甲子園への遺言―伝説の打撃コーチ高畠導宏の生涯

■甲子園への遺言―伝説の打撃コーチ高畠導宏の生涯

門田隆将 1,785 (税込)


→2005年度第16回「ミズノスポーツラーター賞」優秀賞受賞作品
のべ30人以上のタイトルホルダーを育てあげた天才打撃コーチが、教え子たちの心の中に遺したものとは。「読みました。泣きました。こんなにすばらしい野球人がいたことを、1人でも多くの方に知ってほしい」長嶋茂雄氏大絶賛!平成16年夏、1人の高校教師が膵臓癌で亡くなりました。還暦を迎えて半年足らず、まだ60歳でした。その高校教師には、特異な経歴がありました。なんと約30年にわたって、プロ野球の打撃コーチを務めたのです。渡り歩いた球団は、南海、ロッテ、ヤクルト、ダイエー、中日、オリックス、そして千葉ロッテ。野球の質が、パワーから技術へ、そして諜報戦から総合戦へ、さまざまに形状を変えていく中、彼は常にその最前線にいました。そして、7つの球団で独特の打撃理論と卓抜した洞察力を駆使して選手たちの指導をおこない、時に相談に乗り、汗と涙を共有しながら、気がつけば、のべ30人以上のタイトルホルダーを育て上げていました。しかし、その伝説の打撃コーチは、50代半ばで一念発起し、高校教師になるために通信教育で勉強を始めます。そして5年かかって教員免許を取得し、社会科教師として教壇に上がり、「甲子園」を目指しました。その人の名は、高畠導広さんといいます。

球界再編は終わらない

■球界再編は終わらない

日本経済新聞社 1,575 (税込)


→2005年度第16回「ミズノスポーツラーター賞」優秀賞受賞作品
2004年6月「近鉄がオリックスに譲渡交渉」の新聞報道から始まった球界再編劇は、かねてから水面下で進んでいた「1リーグ制」構想を浮上させ、国民的な論議を巻き起こした。
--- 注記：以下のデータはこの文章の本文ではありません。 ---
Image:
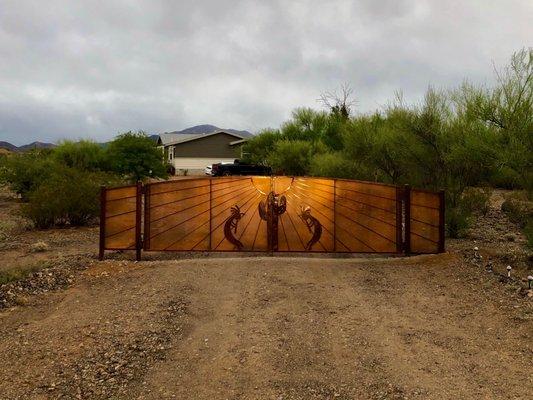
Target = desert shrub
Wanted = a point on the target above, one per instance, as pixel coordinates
(258, 148)
(25, 171)
(291, 157)
(67, 196)
(520, 211)
(83, 155)
(135, 156)
(333, 165)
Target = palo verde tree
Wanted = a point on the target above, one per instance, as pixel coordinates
(134, 156)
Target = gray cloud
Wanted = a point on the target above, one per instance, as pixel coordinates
(94, 68)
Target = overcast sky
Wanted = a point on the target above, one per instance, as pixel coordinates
(78, 69)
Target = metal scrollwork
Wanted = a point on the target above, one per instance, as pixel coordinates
(230, 227)
(269, 211)
(313, 225)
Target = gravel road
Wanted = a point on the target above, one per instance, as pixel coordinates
(426, 327)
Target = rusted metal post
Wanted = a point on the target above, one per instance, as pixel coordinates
(442, 232)
(146, 233)
(334, 215)
(138, 218)
(102, 222)
(407, 216)
(399, 231)
(211, 212)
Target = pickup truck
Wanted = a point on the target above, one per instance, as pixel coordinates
(239, 168)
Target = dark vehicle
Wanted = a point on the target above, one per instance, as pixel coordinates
(239, 168)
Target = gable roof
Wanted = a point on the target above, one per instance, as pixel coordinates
(167, 139)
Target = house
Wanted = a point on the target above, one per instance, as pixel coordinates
(194, 151)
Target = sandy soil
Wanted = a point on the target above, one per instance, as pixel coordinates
(424, 327)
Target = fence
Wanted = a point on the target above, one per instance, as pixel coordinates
(271, 214)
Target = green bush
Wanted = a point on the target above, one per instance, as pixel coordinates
(135, 156)
(23, 172)
(84, 155)
(67, 197)
(332, 165)
(291, 157)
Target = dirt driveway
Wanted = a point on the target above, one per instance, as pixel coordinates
(424, 327)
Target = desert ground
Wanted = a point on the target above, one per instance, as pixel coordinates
(184, 326)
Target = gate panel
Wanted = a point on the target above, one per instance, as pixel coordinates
(366, 217)
(178, 215)
(234, 202)
(118, 218)
(427, 226)
(307, 224)
(293, 214)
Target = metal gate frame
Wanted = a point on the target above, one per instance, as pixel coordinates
(135, 220)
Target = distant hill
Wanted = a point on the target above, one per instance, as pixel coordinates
(205, 129)
(34, 145)
(8, 146)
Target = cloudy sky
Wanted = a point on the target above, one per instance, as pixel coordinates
(73, 69)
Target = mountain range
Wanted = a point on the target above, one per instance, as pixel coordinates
(198, 129)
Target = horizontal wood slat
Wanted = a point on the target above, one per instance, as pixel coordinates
(320, 215)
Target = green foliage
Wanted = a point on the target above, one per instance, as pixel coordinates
(291, 157)
(135, 156)
(332, 164)
(471, 136)
(84, 155)
(24, 172)
(66, 196)
(258, 148)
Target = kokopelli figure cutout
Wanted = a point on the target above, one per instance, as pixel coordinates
(230, 227)
(270, 211)
(313, 225)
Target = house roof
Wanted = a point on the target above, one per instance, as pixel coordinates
(167, 139)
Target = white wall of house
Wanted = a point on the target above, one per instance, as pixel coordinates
(196, 163)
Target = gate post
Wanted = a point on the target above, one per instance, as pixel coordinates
(146, 231)
(407, 216)
(138, 218)
(102, 222)
(442, 232)
(399, 225)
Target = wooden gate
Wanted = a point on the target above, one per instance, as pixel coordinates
(272, 214)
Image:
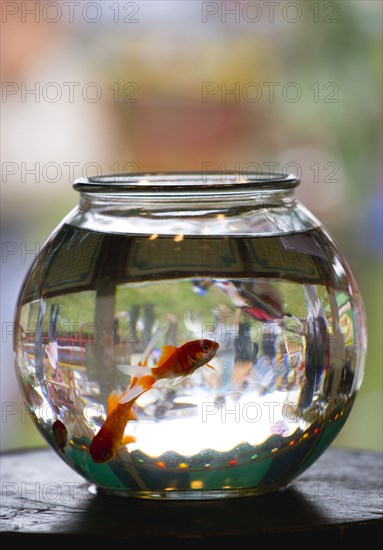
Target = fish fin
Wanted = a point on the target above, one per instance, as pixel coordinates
(167, 351)
(113, 400)
(149, 348)
(178, 380)
(143, 384)
(134, 370)
(128, 439)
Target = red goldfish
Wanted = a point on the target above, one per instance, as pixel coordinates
(109, 439)
(174, 362)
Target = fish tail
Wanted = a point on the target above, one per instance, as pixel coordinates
(142, 384)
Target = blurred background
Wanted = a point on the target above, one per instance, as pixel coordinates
(97, 87)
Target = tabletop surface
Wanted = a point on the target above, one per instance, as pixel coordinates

一連のめまぐるしい展開は、同時進行で伝えられる当時の新聞報道などではよく理解できない人が多かったと思われるが、本書は経済紙の記者が組織的に取材をしてまとめ上げただけに、球団統合と1リーグ制への移行を必至と考えていた渡辺恒雄氏らオーナー側が描いたシナリオや舞台裏の動き、人間模様事者の経済界でのつながりなどを丹念に掘り起こしており、全体像が見えてくる。冒頭の導入部に紹介される近鉄の命名権売却案のお話も、本当の狙いは球団経営の苦境を知らしめることにあったというストーリー展開はなるほどと思わせる説明であり、楽天・三木谷社長に関する「『後出しじゃんけん』の真相」の項もいい。三木谷社長は早くに球界のある重鎮から近鉄買収を打診されたが、赤字の大きさにあきらめ、楽天執行役員の小沢隆生が知人の選手会顧問弁護士・石渡進介をライブドア・堀江貴文社長に紹介して、ライブドアが新球団に名乗りを上げる展開になったという。三木谷は状況の変化で球界進出を決意、結果的に「後出し」の汚名を着たというのだ。歴史的なできごとの貴重な記録として評価できる。楽天やソフトバンクのような新規参入企業の勝算についても、企業の業績を踏まえて的確に分析しており、「プロ野球経済学」としても興味深い読み物になっている。